My only remaining concern with it is the coupling with the rest of the standard library. For example, std::meta::members_of returns a compile-time std::vector<std::meta::info> of the members of a class. I don't like that. Philosophically, a low-level API to query information from the compiler should not depend on the standard library. Many projects don't use std::vector, since they can implement it better. However, they cannot implement a reflection API, only the compiler can. So using the existing API forces everybody to depend on std::vector. Furthermore, unless you use modules, including <vector> and <string_view> (for std::meta::name_of) can significantly bloat compile times if you have carefully avoided the use of standard library headers. As reflection code has to live in a header file and cannot be hidden away in a .cpp, this is a problem. Implementers also told me that it is really expensive to construct a std::vector at compile-time as opposed to some custom build types that the compiler is aware about. As such, I will write a paper to propose a decoupling by switching to e.g. std::meta::info_array and const char* instead of std:: vector and std::string_view.

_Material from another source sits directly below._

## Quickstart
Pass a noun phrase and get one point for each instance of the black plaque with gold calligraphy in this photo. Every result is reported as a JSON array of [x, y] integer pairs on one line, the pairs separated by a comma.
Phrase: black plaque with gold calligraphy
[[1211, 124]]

I am nevertheless excited to have reflection in C++26.

C++ borrow checking

Due to the increased push towards safe programming languages, the C++ committee has established study group SG 23 to discuss safety and security proposals. I attended their meetings on Tuesday.

Bjarne Stroustrup presented P3274, his proposal to add safety profiles. The idea is to selectively opt-in to compile-time and runtime checks in parts of your code using attributes. For example, you could opt-in to a profile that does range checks to prevent out-of-bounds range access. It's certainly the only way we can adopt more checks into C++ without breaking existing code, but the paper itself does not yet propose concrete profiles in much detail.

Meanwhile, Sean Baxter has implemented the entirety of Rust's borrow checker in his circle C++ compiler. It introduces borrow checked references with lifetime annotations, which is then checked just like in Rust. This is really impressive work, and shows that there is no technical problem with adding a safe subset of C++. However, there is a problem of adoption. Such an invasive change in the type system means that you will not have borrow checking when calling library functions that still use the regular references (which are all of them). For his demos, he had to write his own std2::string_view and std2::vector to get the benefits. This essentially forks the language into safe and unsafe libraries, and collectively everything has to be rewritten to the safe version. You also cannot mark a function as safe unless all called functions are safe (or you use unsafe blocks). This requires a bottom-up (partial) rewrite. However, if you're rewriting code anyway, why not rewrite it in Rust and get all the other benefits of adopting the Rust ecosystem for free?

Ultimately, I don't think C++ will, or needs to, become a safe language. We already have a safe systems programming language, Rust. If you're writing code where safety is important, you should use Rust. Instead we should focus our efforts on improving interop with Rust. That way, C++ can easily use safe modules for critical code like networking or parsing, and Rust can access the vast amount of legacy C++ code.